On Wednesday 01 March 2006 14:50, Tobias Richter wrote:
>
> I wasn't saying they were sending 'sending complete'.
> But if the user types '[1][2][3][4][send]' the phone should send
> '[1234]' as a block. The Beetel does '[1][2][3][4]'.

Uhm... ok, so, avoid saying "en-bloc", cause it has a very specific meaning in 
the ISDN specs.

The phone behavior is fine, there is no requirement on how to group digits in 
INFO messages. In some situation vISDN behaves like that.

In facts, certification tests do several combinations of SETUP/INFO messages 
to test overlap dialing.

One test even verifies you can send up to 25 digits while the Called Party 
Number IE only supports 20 digits.

Anyway, there is absolutely nothing wrong in the phone.

> No. The timeout is useless in this case.
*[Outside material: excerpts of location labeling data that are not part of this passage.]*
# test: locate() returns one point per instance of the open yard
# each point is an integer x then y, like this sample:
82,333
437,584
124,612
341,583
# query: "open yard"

An ordinary user, familiar with
> GSM phones, will never type '[1][2][3][4][send][5]'.

There is an IE specifically made to say to the network "Ok, I'm done" and it 
is "Sending Complete". As long as the phone does not send it, I can not 
assume the number is complete.

There is no alternative, not in vISDN, neither in any other compliant ISDN 
complementation, you either write your dialplan with limited digits matches 
(this is what is done on every public network) or design/find as ISDN 
terminal which sends "Sending complete".

> I see that this is not much of a problem to you, because you are
> fine with your fixed length numbers.

I'm not fine, but as long as most ISDN terminal do not send "sending 
complete", that is the ONLY solution.

Implementing other heuristic behaviors will break standards compliance. Of 
course, the code is open, you are free to patch chan_visdn, it won't even be 
too difficult but your implementation will be non-compliant and our 
declaration of conformance will not apply.